The large echinorus has moved along and the wood in front hides the roots that TBH don't look lovely on show. the anubius has been moved underneath and there is one bit still to be located better half way up the branches. Also all my amazon swords have been moved to the right as a little farm which hopefully will grow up nicely. 

Finally i found an old echindorus (Name unknown) which im suprised is alive!!! this is the small plant at the front. this should grow quite large once i start dosing and my CO2 is working.






Plans for the future. find some sort of dwarf/short plant to tit infront of the large echindorus and a cave under the long bit of upright bogwood with maybe some ricca or moss of some sort. The cave to be maybe 2 compartments.

Comments, thoughts and constructive critisism welcome.


----------



## Mark Evans (1 Jan 2009)

it certainly looks more organized, a good start. is your substrate inert or fertilized? if its the second, maybe get some e tennelus in there for transition effect from the vallis to the fore. use it around the hard scape too. it doesn't have to be encroaching on the open foreground, its just to soften the appearance of the hard scape. amano does it all the time.

it is a light lover so bare that in mind. once settled in it will create a thicket in no time and looks great. you could use it to good effect in your set up


----------



## Behold (1 Jan 2009)

unfortunatly its inert. but i do use API root tabs and seem to work fine at the moment. 

Yeah im need some other bits in there. im going to give it a week or soo to let the fish settle and the roots to settle in then start buying some more plants to fill them gaps up. 

i take it e tennelus is echindorus tennelus. How tall will it grow. is it only short? im not wanting any other tall plants in there.


----------



## Mark Evans (1 Jan 2009)

Behold said:
			
		

> How tall will it grow. is it only short? im not wanting any other tall plants in there.



they state on the tropica tabs, 20cm. what you need to do is (all light dependent) let establish ad grow to its full height it will then start to send out runners left right and center (after 2/3 weeks maybe depending on emerged growth prior to buying) dont cut it too early, let runners develop. then the scary bit....
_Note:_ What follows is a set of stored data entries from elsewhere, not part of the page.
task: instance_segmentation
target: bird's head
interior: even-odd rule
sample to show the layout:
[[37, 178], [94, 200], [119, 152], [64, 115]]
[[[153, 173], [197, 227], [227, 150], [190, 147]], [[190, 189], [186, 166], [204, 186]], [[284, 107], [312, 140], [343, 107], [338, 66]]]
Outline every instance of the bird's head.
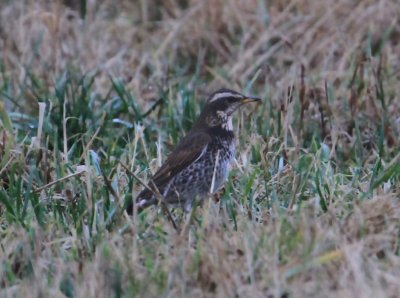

cut it right down to an inch within it's life. seriously! once cut you get a lovely lemony zest from the water   anyway, get rid of the cut leafs clear any debris from the substrate and soon you will get much shorter and quicker growth. any runners that start to spread where you dont want them?...just cut. you can give the look of graded e tenellus by leaving the length at the back completely alone. just experiment.


----------



## Dave Spencer (1 Jan 2009)

Personally, I would like to see some wood reaching higher up in to the water column. A lot of what you currently have may well get lost in the undergrowth. A bit of hardscape bursting proudly out of dense planting can look pretty good, and create a balance between planting and hardscape. You could have some breaking the waters surface.

Dave.


----------



## Behold (1 Jan 2009)

Thanks Dave. Im wanting to build up behind the vallis for some extra caves ETC as to other hardscape... where to put it.... hand what sort of shapes???? 

thanks


----------



## Dave Spencer (1 Jan 2009)

You could tie wrap single branches to the existing wood, having them going up at 45 degrees or so.

Dave.


----------